Bilancio di fine legislatura, molti provvedimenti congelati o incompleti

Una legislatura caratterizzata dalle emergenze che ha lasciato molti provvedimenti congelati, alcuni dei quali, come la Riforma degli Ordini e il riordino del servizio farmaceutico, di interesse prioritario della farmacia. È quanto sottolinea un’analisi pubblicata dal Sole 24 Ore sanità che fa il bilancio del lavoro svolto dalle Commssioni Affari sociali e Igiene e Sanità.
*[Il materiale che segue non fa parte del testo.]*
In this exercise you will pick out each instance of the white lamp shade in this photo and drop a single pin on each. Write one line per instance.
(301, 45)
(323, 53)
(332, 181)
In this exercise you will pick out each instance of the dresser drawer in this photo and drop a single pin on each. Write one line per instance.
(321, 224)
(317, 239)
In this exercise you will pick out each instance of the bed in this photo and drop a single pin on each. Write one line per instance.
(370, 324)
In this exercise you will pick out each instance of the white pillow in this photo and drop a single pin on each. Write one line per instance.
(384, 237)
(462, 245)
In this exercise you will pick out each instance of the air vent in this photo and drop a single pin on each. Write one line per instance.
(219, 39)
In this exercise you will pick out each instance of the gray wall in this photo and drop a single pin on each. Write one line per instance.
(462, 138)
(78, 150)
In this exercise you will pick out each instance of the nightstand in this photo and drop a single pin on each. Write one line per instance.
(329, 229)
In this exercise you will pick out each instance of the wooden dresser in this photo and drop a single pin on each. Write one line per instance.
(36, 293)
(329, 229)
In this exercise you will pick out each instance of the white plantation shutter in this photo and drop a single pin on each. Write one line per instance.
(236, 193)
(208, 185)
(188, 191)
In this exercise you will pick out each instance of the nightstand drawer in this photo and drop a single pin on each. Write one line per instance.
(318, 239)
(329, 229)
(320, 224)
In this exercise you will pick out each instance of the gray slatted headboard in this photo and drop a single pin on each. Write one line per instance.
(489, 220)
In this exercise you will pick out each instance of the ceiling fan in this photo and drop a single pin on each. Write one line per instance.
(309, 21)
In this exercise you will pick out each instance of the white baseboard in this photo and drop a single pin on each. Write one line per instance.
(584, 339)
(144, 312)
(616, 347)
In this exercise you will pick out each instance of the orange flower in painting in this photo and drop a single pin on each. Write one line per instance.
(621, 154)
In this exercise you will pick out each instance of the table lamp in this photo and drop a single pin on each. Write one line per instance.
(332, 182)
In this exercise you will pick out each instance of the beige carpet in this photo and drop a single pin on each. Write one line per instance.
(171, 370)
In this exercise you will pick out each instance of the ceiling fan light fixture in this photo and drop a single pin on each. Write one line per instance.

Un lavoro, come spiegato da Antonio Tomassini, presidente della Igiene e Sanità, nel quale «il vero avversario della Sanità è stato il ministro dell’Economia». Per quel che riguarda la riforma degli Ordini il ddl omnibus non solo non ha trovato sede legislativa ma è tornato nei cassetti parlamentari, lasciando in attesa, spiega l’analisi, le piante organiche delle farmacie, la nuova disciplina delle sperimentazioni e gli approfondimenti sulla responsabilità medica. Su ruolo delle farmacie e riordino del sistema farmaceutico, la base di partenza è rappresentatata dalla Gasparri Tomassini, presentata al Senato il 1 luglio 1988 e adottata come testo base nell’ottobre del 2010, quando nel frattempo le proposte discusse erano diventate ben nove. Un progetto per la riorganizzazione del servizio farmaceutico (apertura nuove sedi, concorsi, parafarmacie, pianta organica, turini e ferie) rimasto all’ordine del giorno della Igiene e Sanità fino al settembre 2011. Un percorso arenato con la stagione del Governo Monti e il via alla stagione incompiuta delle liberalizzazioni. Ora tutto passa nelle mani del nuovo Governo e del futuro parlamento.